ESCRS - PO316 - The Effect Of Angles Kappa And Alpha On Visual Outcomes After Implantation Of Isofocal Intraocular Lenses

The Effect Of Angles Kappa And Alpha On Visual Outcomes After Implantation Of Isofocal Intraocular Lenses

Published 2024 - 42nd Congress of the ESCRS

Reference: PO316 | Type: Free paper | DOI: 10.82333/d13k-nk19

Authors: Ahmed Assaf* 1 , Hams Samy 2 , Noha Fawky 2

1Ophthalmology,Ain Shams University,Cairo,Egypt;Watani Eye Hospital,Cairo,Egypt, 2Watani Eye Hospital,Cairo,Egypt

Purpose

This study aims to assess the impact of angle alpha and angle kappa on visual acuity and the objective optical quality following the implantation of an isofocal intraocular lens (IOL) during cataract surgery.

Setting

Randomized consecutive study performed at Watani Eye Hospital

Methods

This study was conducted on patients with grade N1-3 cataracts (LOCS III) who received an Isopure 123 IOL (Beaver-Visitec International). Exclusion criteria included ocular comorbidities such as diabetic retinopathies, pseudoexfoliation syndrome, glaucoma, corneal opacities, irregular corneal astigmatism, and corneal astigmatism exceeding one Diopter. Evaluated postoperative parameters were UDVA, CDVA, and DCIVA, along with angle kappa, angle alpha, MTF, total HOAs, spherical aberration, coma, and trefoil, using a ray-tracing aberrometer.
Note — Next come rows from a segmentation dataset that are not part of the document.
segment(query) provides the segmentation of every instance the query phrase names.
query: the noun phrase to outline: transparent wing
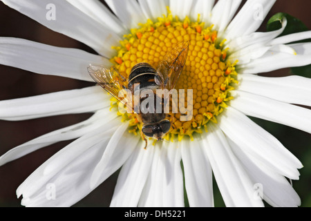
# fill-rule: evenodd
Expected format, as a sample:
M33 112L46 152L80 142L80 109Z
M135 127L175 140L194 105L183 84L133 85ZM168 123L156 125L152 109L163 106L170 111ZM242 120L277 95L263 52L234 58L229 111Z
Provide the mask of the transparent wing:
M88 71L94 81L115 99L133 110L132 97L127 93L127 81L114 68L90 65Z
M188 56L188 41L178 43L164 57L157 68L156 82L163 89L175 88Z

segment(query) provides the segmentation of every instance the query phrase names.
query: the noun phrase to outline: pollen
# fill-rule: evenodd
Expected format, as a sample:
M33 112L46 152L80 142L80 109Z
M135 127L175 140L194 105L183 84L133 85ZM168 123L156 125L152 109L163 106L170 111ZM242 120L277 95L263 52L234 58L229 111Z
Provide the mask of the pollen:
M230 90L238 83L236 70L238 61L231 64L227 60L229 49L223 47L225 39L218 38L213 26L204 28L205 25L200 21L200 16L197 21L191 21L188 17L181 21L169 10L167 17L158 20L149 20L140 24L141 28L131 30L131 34L124 36L120 42L124 46L113 48L118 55L111 61L122 75L129 77L135 64L146 62L156 68L174 46L182 41L188 41L188 57L176 87L178 90L186 91L183 97L185 108L168 115L171 128L164 138L193 138L196 133L206 132L207 124L217 123L217 118L233 99ZM190 100L187 100L189 90L193 95ZM188 109L189 106L192 108ZM182 120L187 110L190 110L187 115L191 117ZM123 118L131 121L130 131L139 134L142 126L135 115L125 115Z

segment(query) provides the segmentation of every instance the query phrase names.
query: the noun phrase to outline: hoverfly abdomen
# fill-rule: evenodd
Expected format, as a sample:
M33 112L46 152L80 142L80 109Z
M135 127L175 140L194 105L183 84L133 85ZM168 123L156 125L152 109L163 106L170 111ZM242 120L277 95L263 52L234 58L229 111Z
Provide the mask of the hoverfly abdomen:
M155 76L157 71L147 63L140 63L133 67L129 77L128 88L131 90L135 84L140 84L142 89L154 89L158 87L156 84Z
Measurements were taken at least three months after surgery.

Results

A total of 66 eyes from 33 patients were included. The mean postoperative spherical equivalent was -0.21 ± 0.27 D, with the majority (93.94%) falling within ±0.50 D. Over 95% of eyes achieved 20/25 or better in UDVA and CDVA. Also, 83% achieved 20/40 or better in UIVA, and 94% in DCIVA. The mean total RMS of HOAs, spherical aberration, coma, and trefoil were 0.23±0.08, -0.05±0.07, 0.12±0.03, and 0.07±0.03, respectively. Mean angles kappa and alpha were 0.39±0.14 and 0.45±0.15, respectively. No significant correlation was found between CDVA or DCIVA and HOAs, nor between CDVA or DCIVA and angles alpha or kappa. Even eyes with kappa and alpha angles as large as 0.74mm demonstrated similar visual outcomes to those with smaller angles.

Conclusions

The visual outcomes with the new isofocal IOL, which features an enhanced depth of focus, appear to be independent of angles alpha and kappa up to a cord length of 0.7mm. Nonetheless, these findings should be interpreted with caution, and further studies with a larger sample size may yield different insights.